This is the first one of a series of posts documenting my journey of building LLMs using the JAX ecosystem from scratch.

Why would I want to do such a thing? You might ask. After all, the vast majority of open source model releases and libraries are based on PyTorch. Even the transformer library from Hugging Face dropped support for the JAX ecosystem last year (see this and this). Well, here are the main reasons:

The ease of setting up parallel training with JAX is amazing. Instead of writing explicit collective communications like this, I only need to specify the sharding of the arrays/tensors, and the compilers will figure out how to do the communication. Of course, JAX/XLA also provides the flexibility of manually coding those communications.
The performance increase and cost reduction as reported on various sources, because of the jit compilation, though there is also torch.compile in PyTorch. If I had an extra hobby budget to spare, it would be interesting to do some benchmarking on this. For now, I’ll take the side that I could squeeze more compute out of my hobby budget with JAX.
Just because I can out of curiosity.

This is also partly based on the Stanford CS 336 class I took last year (unofficially ofc). What I’m basically trying to do is to reproduce most of the interesting things there, plus a few other things such as muP and scaling the model to 8 GPUs with some experiments such as FSDP + TP training.

My code is in this repo:

djwenren

llm-with-jax-practice

Waiting for api.github.com...

00K

Waiting...

Most of the implementation is done as of March 2026. I’m yet to do the proper tuning (such as architecture and training hyperparameters) and implement the RLVR training pipelines similar to the one explained in my other post.

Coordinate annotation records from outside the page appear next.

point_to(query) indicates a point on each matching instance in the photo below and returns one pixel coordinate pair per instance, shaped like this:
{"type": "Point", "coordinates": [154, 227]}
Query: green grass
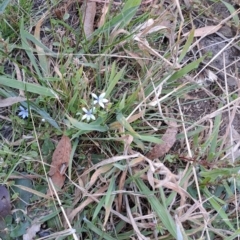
{"type": "Point", "coordinates": [112, 191]}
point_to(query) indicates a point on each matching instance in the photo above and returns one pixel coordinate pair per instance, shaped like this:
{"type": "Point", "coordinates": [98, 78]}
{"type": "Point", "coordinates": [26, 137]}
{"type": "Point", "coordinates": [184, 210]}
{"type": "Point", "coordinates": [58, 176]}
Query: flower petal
{"type": "Point", "coordinates": [102, 95]}
{"type": "Point", "coordinates": [85, 110]}
{"type": "Point", "coordinates": [94, 95]}
{"type": "Point", "coordinates": [101, 104]}
{"type": "Point", "coordinates": [84, 117]}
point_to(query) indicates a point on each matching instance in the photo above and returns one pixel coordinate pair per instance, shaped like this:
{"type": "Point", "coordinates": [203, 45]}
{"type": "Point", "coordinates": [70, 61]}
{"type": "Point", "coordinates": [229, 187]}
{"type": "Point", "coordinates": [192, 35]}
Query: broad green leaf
{"type": "Point", "coordinates": [29, 51]}
{"type": "Point", "coordinates": [28, 87]}
{"type": "Point", "coordinates": [161, 211]}
{"type": "Point", "coordinates": [187, 45]}
{"type": "Point", "coordinates": [123, 121]}
{"type": "Point", "coordinates": [87, 126]}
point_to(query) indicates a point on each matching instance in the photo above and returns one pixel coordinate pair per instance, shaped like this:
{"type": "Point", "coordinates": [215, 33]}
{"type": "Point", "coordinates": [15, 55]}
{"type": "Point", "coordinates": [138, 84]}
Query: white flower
{"type": "Point", "coordinates": [23, 112]}
{"type": "Point", "coordinates": [88, 114]}
{"type": "Point", "coordinates": [100, 100]}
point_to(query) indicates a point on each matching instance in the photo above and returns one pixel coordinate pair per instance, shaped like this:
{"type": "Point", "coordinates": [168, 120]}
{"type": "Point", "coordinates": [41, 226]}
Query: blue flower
{"type": "Point", "coordinates": [88, 114]}
{"type": "Point", "coordinates": [100, 100]}
{"type": "Point", "coordinates": [23, 112]}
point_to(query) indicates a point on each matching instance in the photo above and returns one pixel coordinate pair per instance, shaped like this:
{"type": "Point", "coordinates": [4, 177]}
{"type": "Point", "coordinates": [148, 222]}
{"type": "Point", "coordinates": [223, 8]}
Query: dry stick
{"type": "Point", "coordinates": [215, 57]}
{"type": "Point", "coordinates": [63, 211]}
{"type": "Point", "coordinates": [229, 114]}
{"type": "Point", "coordinates": [231, 141]}
{"type": "Point", "coordinates": [49, 180]}
{"type": "Point", "coordinates": [194, 169]}
{"type": "Point", "coordinates": [134, 186]}
{"type": "Point", "coordinates": [211, 115]}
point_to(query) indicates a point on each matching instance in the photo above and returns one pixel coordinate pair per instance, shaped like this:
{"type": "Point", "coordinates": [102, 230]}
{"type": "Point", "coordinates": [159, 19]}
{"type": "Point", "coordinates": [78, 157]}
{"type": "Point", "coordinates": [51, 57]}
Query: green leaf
{"type": "Point", "coordinates": [150, 139]}
{"type": "Point", "coordinates": [158, 208]}
{"type": "Point", "coordinates": [3, 5]}
{"type": "Point", "coordinates": [98, 208]}
{"type": "Point", "coordinates": [218, 208]}
{"type": "Point", "coordinates": [187, 45]}
{"type": "Point", "coordinates": [113, 80]}
{"type": "Point", "coordinates": [87, 126]}
{"type": "Point", "coordinates": [28, 50]}
{"type": "Point", "coordinates": [29, 87]}
{"type": "Point", "coordinates": [102, 234]}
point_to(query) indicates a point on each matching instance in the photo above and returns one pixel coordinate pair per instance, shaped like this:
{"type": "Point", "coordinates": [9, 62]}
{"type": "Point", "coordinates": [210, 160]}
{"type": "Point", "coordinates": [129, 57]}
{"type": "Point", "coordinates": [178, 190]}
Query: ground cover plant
{"type": "Point", "coordinates": [119, 119]}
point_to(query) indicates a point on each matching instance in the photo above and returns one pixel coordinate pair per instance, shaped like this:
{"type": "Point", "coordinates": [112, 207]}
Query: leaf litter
{"type": "Point", "coordinates": [60, 161]}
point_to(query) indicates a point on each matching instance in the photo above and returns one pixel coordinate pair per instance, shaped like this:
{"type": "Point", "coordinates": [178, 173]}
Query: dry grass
{"type": "Point", "coordinates": [161, 160]}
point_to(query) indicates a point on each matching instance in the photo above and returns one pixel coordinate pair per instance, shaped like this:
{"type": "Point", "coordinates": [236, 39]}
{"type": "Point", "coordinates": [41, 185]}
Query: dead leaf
{"type": "Point", "coordinates": [60, 160]}
{"type": "Point", "coordinates": [168, 138]}
{"type": "Point", "coordinates": [10, 101]}
{"type": "Point", "coordinates": [104, 14]}
{"type": "Point", "coordinates": [5, 203]}
{"type": "Point", "coordinates": [31, 231]}
{"type": "Point", "coordinates": [89, 15]}
{"type": "Point", "coordinates": [204, 31]}
{"type": "Point", "coordinates": [121, 187]}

The structure of this series is roughly as follows.

The basic components, including layers, data loader, checkpoint management, optimizers, and the basic pre-training pipeline.
Sharding and parallel training.
Scaling up. This part includes memory and flops estimation and maximal update parameterization (muP).
RLVR training. This part is yet to be done as of mid March 2026. I might have to use some open source models and potentially port them into JAX since the low-budget LLM I pretrained from scratch might not have the enough intelligence to demonstrate any interesting post-training behavior.

Layers#

For the layers and the framework in general, I used Flax NNX. I very briefly tried an earlier version of Flax a few years back. At the time, it felt very non-Pythonic and from that perspective, PyTorch is clearly a better framework. But now with the latest Flax NXX, the framework has matured significantly, and it feels pretty natural to implement neural net layers.

The states (parameters, generic variables, Python native numbers etc.) are now contained in the modules, instead of users having to explicitly manage the states. From the eyes of JAX, the modules are basically computations with the class members (states) captured. The implementation is pretty similar to PyTorch and descriptive. See here for more details.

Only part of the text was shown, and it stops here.